Bishop Peck says “There is surely no time fixed in the Scriptures which must elapse before the work can be accomplished. The Saviour prays for his disciples, ‘Sanctify them through thy truth,’ assuming that they were all at that time eligible to this great blessing Indeed, there has been such variety in the periods of entire sanctification as to show clearly that no specific time must elapse before the converted man may enter into the rest of perfect love.” — (Central Idea, p. 110.
President Mahan says: “This is the very sentiment which is invariably impressed by the Spirit of God upon the young convert in the warmth of his early love.”
Rev. Luther Lee says “This progressive work may be cut short and finished at any moment, when the intelligence clearly comprehends the defects of the present state, and faith, comprehending the power and willingness of God to sanctify us wholly, and do it now, is exercised.” — Theology, p. 214
“We are generally inclined to the opinion,” says Rev. J. S. Inskip, “that between our justification and sanctification there must necessarily be an extended period of many months or years, or well-nigh a lifetime. This is a most grievous error. — Methods of Promoting Perfect Love, p. 14.
Rev. Asa Kent, late of the Providence Conference, says. “Fifty and sixty years ago, young coverts were exhorted to improve their ‘first love,’ while their hearts were warm, in seeking for full sanctification that this would prevent their backsliding, and secure a permanent peace within.
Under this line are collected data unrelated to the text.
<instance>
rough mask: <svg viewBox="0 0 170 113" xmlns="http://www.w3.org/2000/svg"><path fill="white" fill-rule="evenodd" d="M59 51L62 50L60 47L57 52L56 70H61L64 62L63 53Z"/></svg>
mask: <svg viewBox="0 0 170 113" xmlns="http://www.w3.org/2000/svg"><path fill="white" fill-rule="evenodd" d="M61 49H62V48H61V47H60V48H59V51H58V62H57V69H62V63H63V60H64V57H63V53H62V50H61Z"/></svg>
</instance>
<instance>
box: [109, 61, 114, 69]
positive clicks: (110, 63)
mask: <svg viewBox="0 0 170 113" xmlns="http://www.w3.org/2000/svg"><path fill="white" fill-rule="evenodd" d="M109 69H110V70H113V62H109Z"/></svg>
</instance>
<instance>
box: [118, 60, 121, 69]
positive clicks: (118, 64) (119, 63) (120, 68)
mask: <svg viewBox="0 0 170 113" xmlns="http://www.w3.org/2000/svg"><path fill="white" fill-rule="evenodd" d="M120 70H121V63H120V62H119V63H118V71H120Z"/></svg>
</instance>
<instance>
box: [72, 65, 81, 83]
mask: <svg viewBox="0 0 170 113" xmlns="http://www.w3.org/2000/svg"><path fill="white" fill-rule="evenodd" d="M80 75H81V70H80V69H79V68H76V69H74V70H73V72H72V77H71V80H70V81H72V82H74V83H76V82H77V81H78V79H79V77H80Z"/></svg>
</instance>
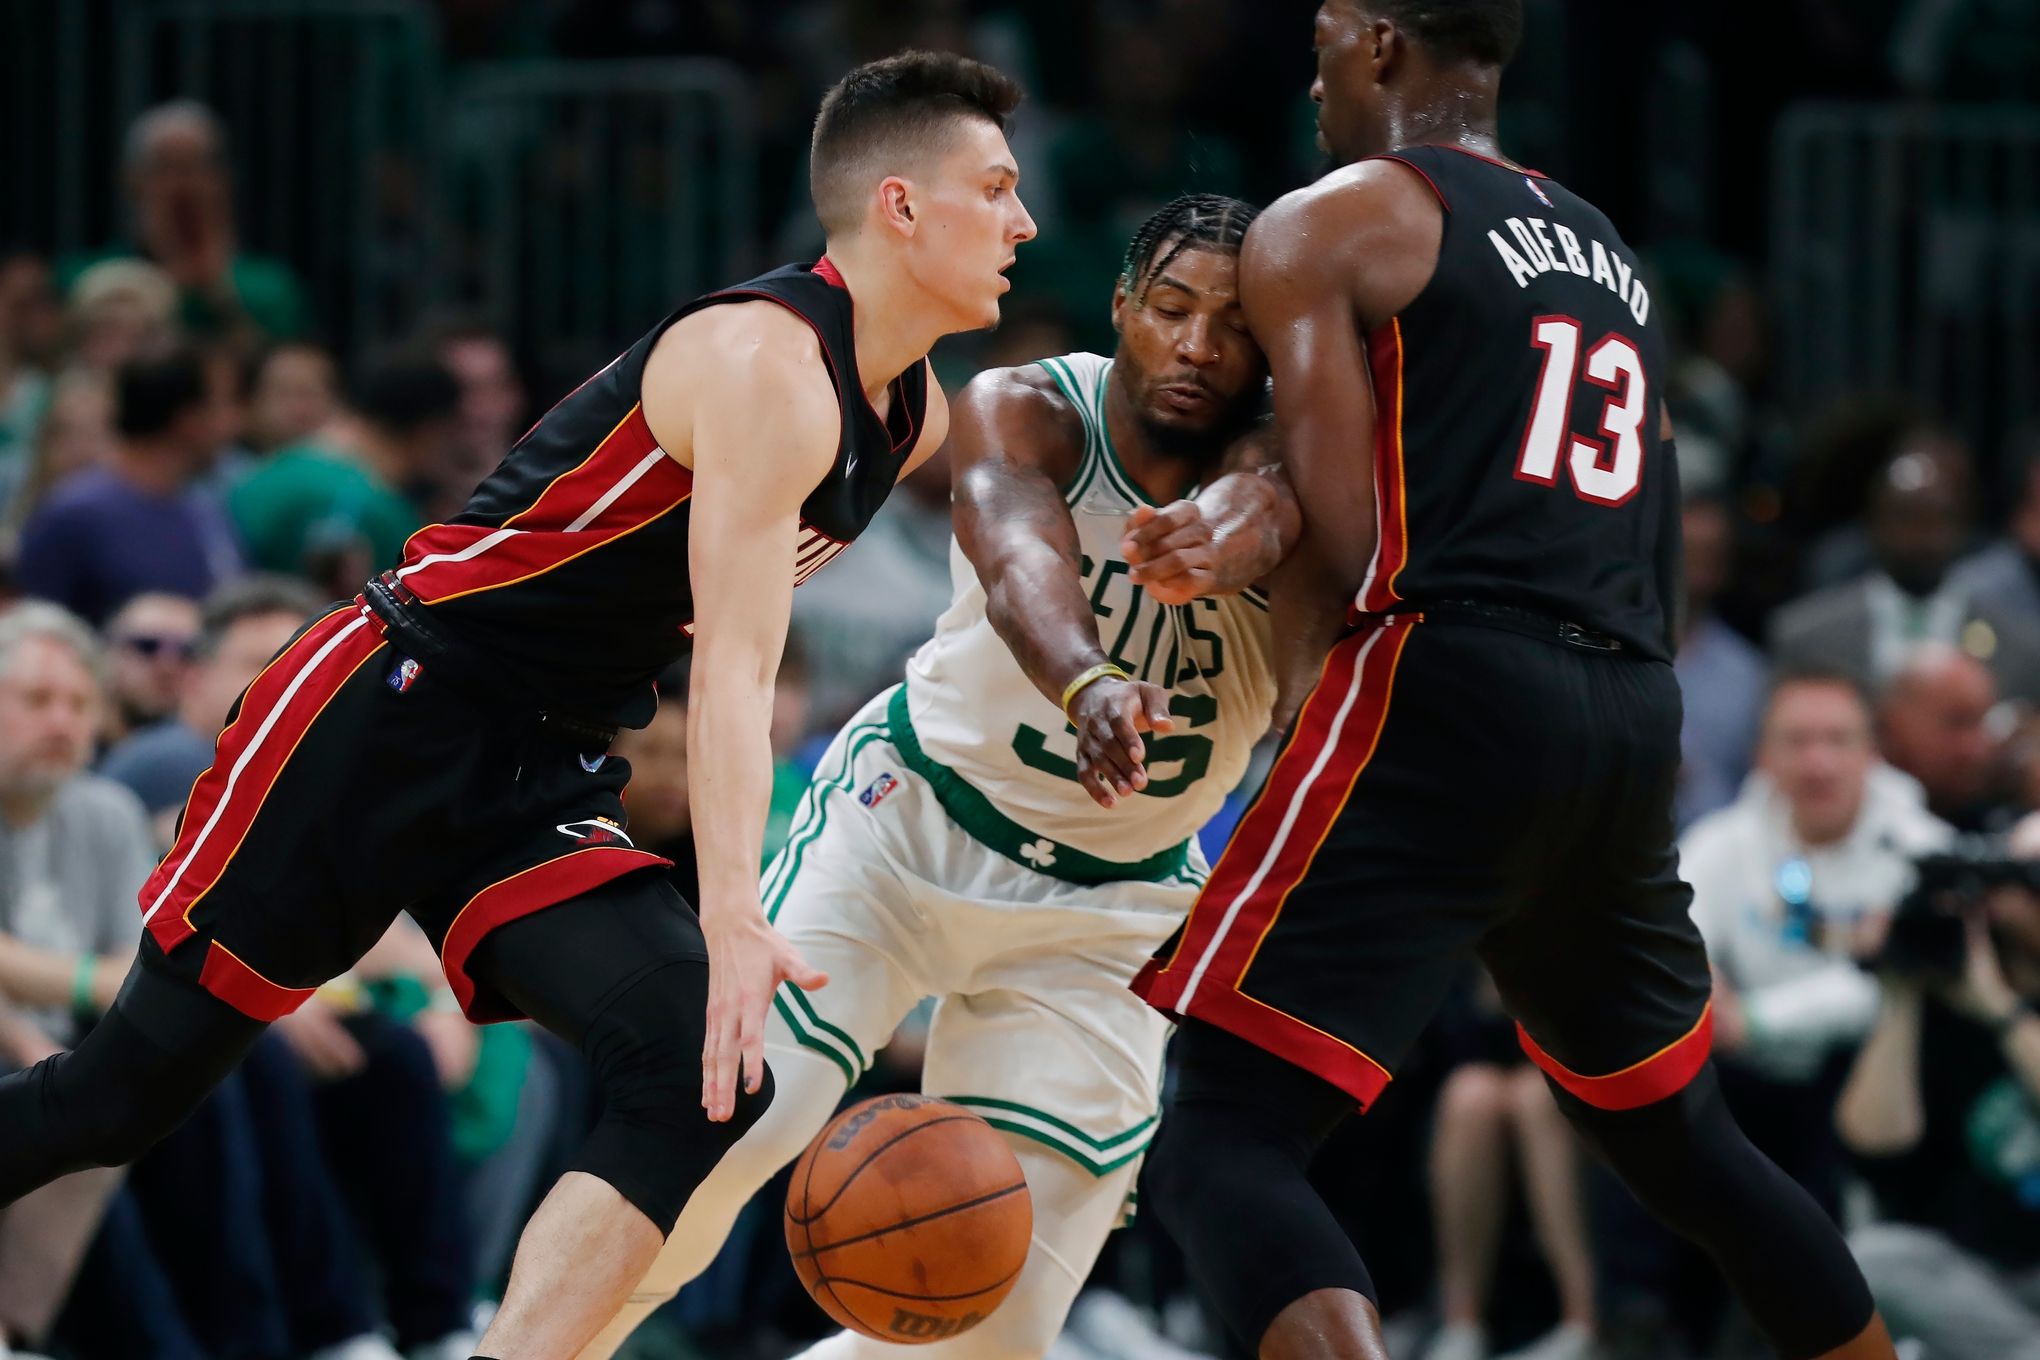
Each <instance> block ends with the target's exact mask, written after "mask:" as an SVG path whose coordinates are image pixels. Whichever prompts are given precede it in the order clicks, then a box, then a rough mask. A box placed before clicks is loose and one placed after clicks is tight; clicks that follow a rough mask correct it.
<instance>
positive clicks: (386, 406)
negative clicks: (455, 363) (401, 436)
mask: <svg viewBox="0 0 2040 1360" xmlns="http://www.w3.org/2000/svg"><path fill="white" fill-rule="evenodd" d="M355 410H359V412H361V416H363V418H365V420H367V422H369V424H375V426H381V428H384V430H390V432H392V434H410V432H412V430H416V428H418V426H422V424H430V422H435V420H451V418H453V416H455V414H457V412H459V410H461V383H459V379H455V377H453V373H449V371H447V365H443V363H441V361H439V357H437V355H432V353H428V351H418V349H404V351H398V353H392V355H384V357H381V359H377V361H375V363H371V365H369V369H367V371H365V373H363V375H361V383H359V389H357V391H355Z"/></svg>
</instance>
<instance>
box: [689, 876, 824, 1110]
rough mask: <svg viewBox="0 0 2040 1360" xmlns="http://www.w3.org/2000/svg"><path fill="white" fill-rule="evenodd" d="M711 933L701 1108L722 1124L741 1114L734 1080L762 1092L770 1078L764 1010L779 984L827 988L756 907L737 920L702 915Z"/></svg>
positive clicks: (748, 1089) (740, 916)
mask: <svg viewBox="0 0 2040 1360" xmlns="http://www.w3.org/2000/svg"><path fill="white" fill-rule="evenodd" d="M702 934H704V936H706V938H708V1036H706V1040H704V1044H702V1109H706V1111H708V1117H710V1119H716V1121H722V1119H728V1117H730V1115H732V1113H736V1083H743V1087H745V1091H747V1093H753V1095H755V1093H757V1089H759V1085H761V1083H763V1081H765V1011H769V1009H771V999H773V995H775V993H777V991H779V983H794V985H796V987H800V989H802V991H814V989H816V987H826V985H828V975H826V973H822V971H820V969H810V966H808V962H806V960H804V958H802V956H800V952H798V950H796V948H794V946H792V944H787V940H785V936H781V934H779V932H777V930H773V928H771V926H769V924H767V922H765V913H763V911H759V909H757V907H755V905H753V907H751V909H749V911H743V913H738V916H736V920H728V918H716V916H710V913H706V911H704V913H702Z"/></svg>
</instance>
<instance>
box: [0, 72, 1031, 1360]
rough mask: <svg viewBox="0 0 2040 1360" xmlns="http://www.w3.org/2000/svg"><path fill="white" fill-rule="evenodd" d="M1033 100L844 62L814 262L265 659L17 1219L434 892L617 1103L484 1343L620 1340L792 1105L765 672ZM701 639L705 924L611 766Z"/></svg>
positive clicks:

Before I had been in society one year, my soul hungered and thirsted after a clean heart, and I was resolved never to rest without it.” — Article in Guide, 1858.
The Bible says: “Now is the accepted time, NOW is the day of salvation.” The command, “Be ye holy,” is in the present tense, and binding upon all believers, without regard to the length of time since their conversion. Paul wrote to heathen converts in the city of Thessalonica, not more than six months old: “This is the will of God, even your sanctification.” Any delay of entire sanctification beyond the period necessary to acquire a knowledge of its necessity, its nature, and the conditions of its attainment, is justly chargeable upon ourselves.
To hasten over into the spiritual Canaan of perfect love is among the first lessons of the Holy Spirit gives the young convert.